The race to develop a coronavirus vaccine is accelerating this week, with Moderna Inc. and Pfizer Inc. launching phase 3 trials for their experimental candidates and Johnson & Johnson not far behind in delivering the first doses of its offering to human study participants.
But as drugmakers push to expedite the vaccine development process and health officials eye early 2021 for delivery to the public, a new Morning Consult/Politico poll shows that nearly two-thirds of U.S. voters do not want testing compromised for the sake of speed — even if that means pushing back the distribution of a vaccine.
In the survey of 1,997 registered voters, 64 percent said the United States should prioritize fully testing a COVID-19 vaccine even if that means delaying making it available to Americans and the continued spread of the virus. Twenty-two percent of voters said the country should prioritize making a vaccine available as soon as possible, even if it hasn’t been fully tested, to control the coronavirus’s spread.
The poll was conducted July 24-26 and has a margin of error of 2 percentage points.
Majorities across all age brackets, income levels and geographic areas back the more cautious approach to vaccine development, with most levels of support exceeding 60 percent.
The trend also holds across voting blocs, though Democrats were 9 points more likely than Republicans to prioritize thorough testing over speedy vaccine deployment.

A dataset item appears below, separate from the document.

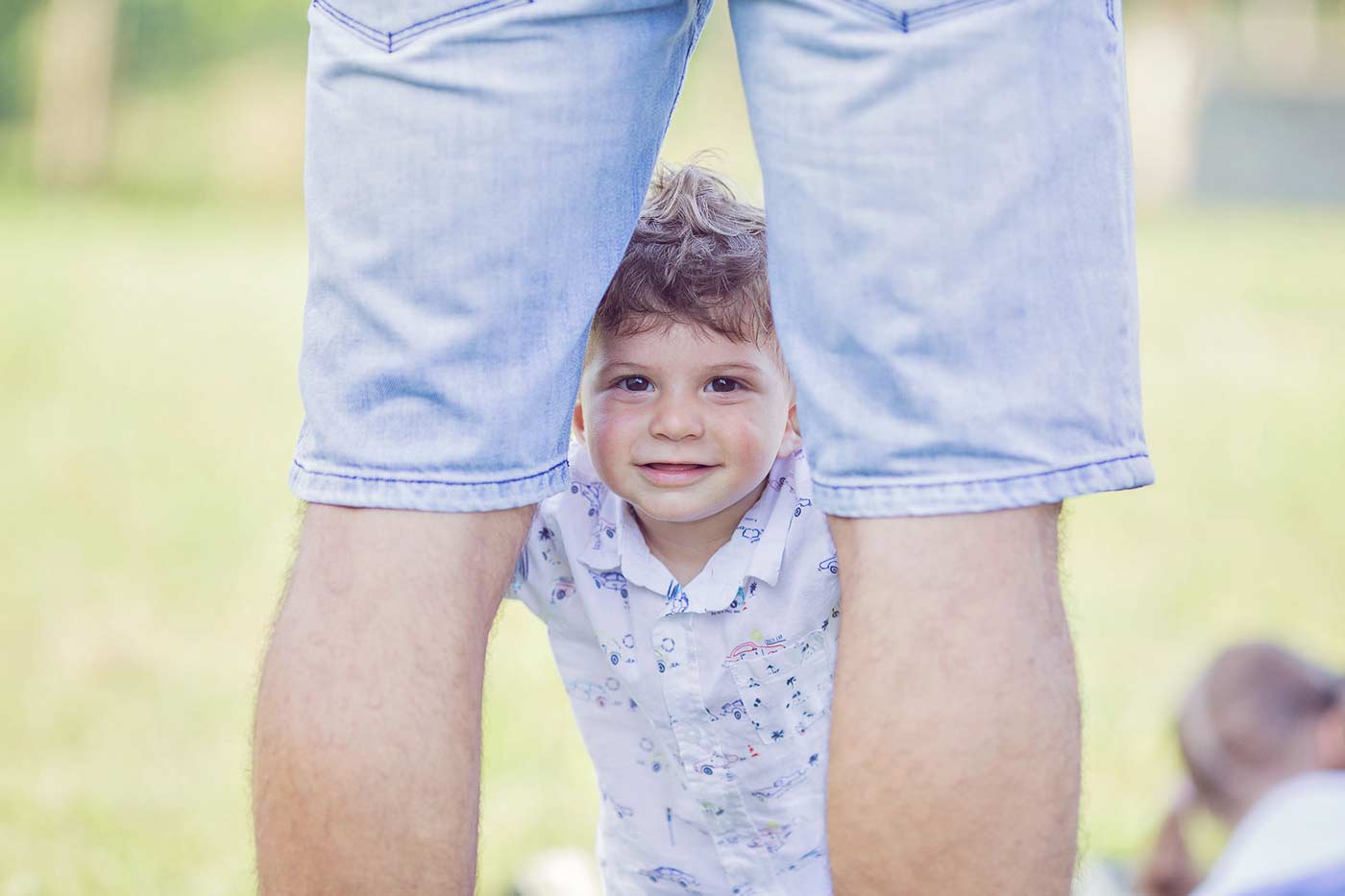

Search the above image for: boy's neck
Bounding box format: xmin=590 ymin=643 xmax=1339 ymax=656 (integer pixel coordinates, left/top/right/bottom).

Dr. Anthony Fauci, director of the National Institute of Allergy and Infectious Diseases, said during a Q&A with The Washington Post last week that it is likely “we would have tens of millions of doses available” at the beginning of next year, though a potential vaccine would not be widely available to the American public until “several months” into 2021.
Whether pharmaceutical companies can stick to that timeline remains to be seen, though Fauci has said the progression to phase 3 so far has occurred in “record time.” And the Moderna vaccine specifically, which is being developed with the National Institutes of Health and has received $955 million in funding from the federal government, has the doctor feeling “cautiously optimistic” about its momentum.
If the United States does develop a COVID-19 vaccine and it is made available to Americans, most voters say they would get vaccinated — but they vary on their preferred timeline. Twenty-seven percent said they would be among the first to get vaccinated, while 31 percent said they’d be “in the middle” and 14 percent said they’d be “among the last.” Seventeen percent, meanwhile, said they would not get vaccinated.
Among Democrats, 34 percent said they’d be among the first Americans vaccinated, compared with 22 percent of Republicans who said the same. Meanwhile, 24 percent of GOP respondents said they would not take part in coronavirus vaccination, 15 points more than the share of Democrats who would also decline.
The survey also sought to test whether the source of the vaccine would influence Americans’ interest in seeking the treatment. While half of those surveyed were asked about a vaccine developed in the United States, the other half of respondents were queried about a treatment made in China. That caused affirmative answers to drop across the board.
Nineteen percent of U.S. voters said they’d be first in line for a Chinese-developed vaccine, 26 percent said they’d be in the middle, 15 percent would be at the back of the pack and 23 percent would not get vaccinated at all. Thirty percent of Republicans and 14 percent of Democrats said they’d pass on a coronavirus vaccine produced by China.